E, tampouco, esforça-se para disseminar valores e harmonizar sua equipe. Para ele, quanto mais competição, melhor, tanto entre os subordinados quanto entre chefia e liderados. Numa cena emblemática, Bretton convida Jake a disputar uma corrida de moto para deixar bem claro que é ele quem manda, mesmo quando fica alguns segundos atrás de seus funcionários. 

Bretton representa o que há de pior dentro das organizações. Líderes pouco interessados em criar laços de confiança e que não se preocupam em agir com coerência. Isso ocorre, fundamentalmente, pela ausência de modelos — bons ou ruins — que indiquem caminhos de gestão a serem seguidos.

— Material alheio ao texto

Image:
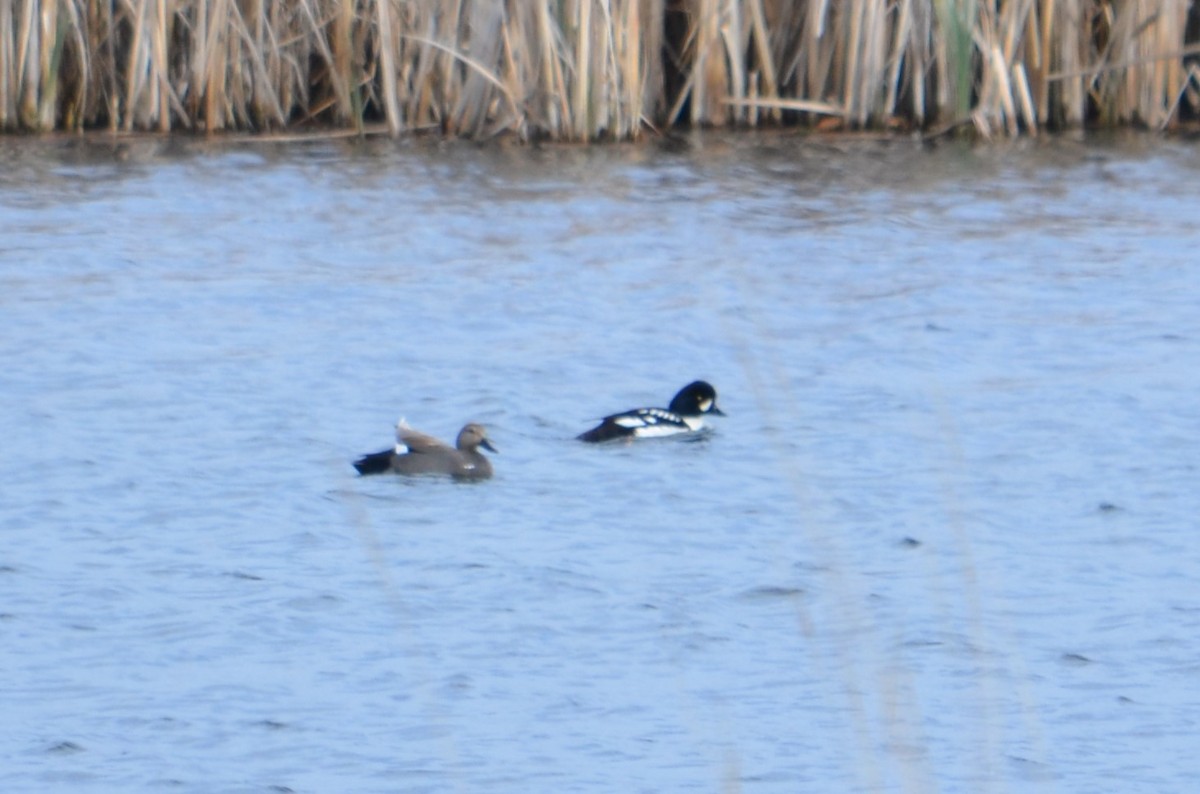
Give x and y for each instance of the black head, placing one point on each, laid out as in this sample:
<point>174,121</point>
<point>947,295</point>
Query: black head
<point>697,397</point>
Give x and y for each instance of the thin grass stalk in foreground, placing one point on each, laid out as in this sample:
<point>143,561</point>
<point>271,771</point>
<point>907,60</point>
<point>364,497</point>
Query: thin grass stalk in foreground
<point>581,70</point>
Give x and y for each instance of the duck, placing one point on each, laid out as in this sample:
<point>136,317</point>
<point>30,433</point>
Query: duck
<point>419,453</point>
<point>685,414</point>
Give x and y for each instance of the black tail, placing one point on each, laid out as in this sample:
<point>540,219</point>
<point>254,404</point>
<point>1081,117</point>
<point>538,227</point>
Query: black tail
<point>373,463</point>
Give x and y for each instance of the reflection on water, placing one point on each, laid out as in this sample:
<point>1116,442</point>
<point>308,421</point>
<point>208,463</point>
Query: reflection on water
<point>943,539</point>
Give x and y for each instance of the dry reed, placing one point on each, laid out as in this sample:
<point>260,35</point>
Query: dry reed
<point>587,70</point>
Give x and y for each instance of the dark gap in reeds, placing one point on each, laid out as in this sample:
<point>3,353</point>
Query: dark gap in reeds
<point>592,70</point>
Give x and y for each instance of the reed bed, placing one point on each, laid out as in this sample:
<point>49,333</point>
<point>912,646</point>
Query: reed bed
<point>588,70</point>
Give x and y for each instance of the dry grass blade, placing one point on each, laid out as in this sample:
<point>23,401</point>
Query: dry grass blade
<point>582,70</point>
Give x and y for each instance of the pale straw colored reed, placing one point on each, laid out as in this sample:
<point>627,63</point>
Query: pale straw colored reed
<point>588,70</point>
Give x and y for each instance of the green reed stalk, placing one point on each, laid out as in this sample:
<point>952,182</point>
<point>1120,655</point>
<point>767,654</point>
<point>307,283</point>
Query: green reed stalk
<point>581,70</point>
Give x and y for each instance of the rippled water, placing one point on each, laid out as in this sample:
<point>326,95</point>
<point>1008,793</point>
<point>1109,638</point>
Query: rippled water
<point>945,540</point>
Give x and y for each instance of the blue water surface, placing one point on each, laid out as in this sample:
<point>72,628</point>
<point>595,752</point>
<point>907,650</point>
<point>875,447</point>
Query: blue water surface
<point>945,540</point>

“Muitos chefes vivem o imediatismo das metas e não se importam mais em desenvolver valores pessoais e estilos de chefia”, diz Vera. E esse comportamento acaba sendo reproduzido pelos subordinados, que, com vontade de crescer na carreira, pensam que o melhor a fazer é dedicar-se apenas aos resultados e deixar de lado os problemas interpessoais, como seus chefes fazem.

“Os liderados normalmente copiam as atitudes de quem está acima deles”, diz Anderson. Por isso, a crise de modelo de liderança perdura e se transforma num círculo vicioso dentro das organizações. 

Quem não se deixa contaminar por essa falta de valores, como Jake, acaba buscando mentores fora das empresas. “É cada vez mais comum a projeção da figura da liderança ideal em amigos ou em profissionais admirados pelos liderados”, diz Vera. É o que faz o jovem investidor de Wall Street. Jake dá a Gekko a função de mentor.

Essa atitude, apesar de ser compreensível, pode levar a uma crise de valores se a escolha for precipitada. “Os subordinados precisam encontrar alguém com a ética semelhante para que a inspiração aconteça”, diz Vera. A crise é tamanha que, muitas vezes, o mentor escolhido não tem tempo, paciência ou disposição para ajudar o profissional órfão.

Jake que o diga. Ao eleger a ave de rapina do mercado como seu conselheiro, ele sente na pele que não há mais valores universais — a não ser, talvez, a ganância de se destacar no mercado a qualquer custo.  A grande lição de liderança aprendida por Jake é que, em Wall Street e em diversas corporações, os resultados ainda justificam os caminhos tortuosos para alcançá-los. Será que um dia isso mudará?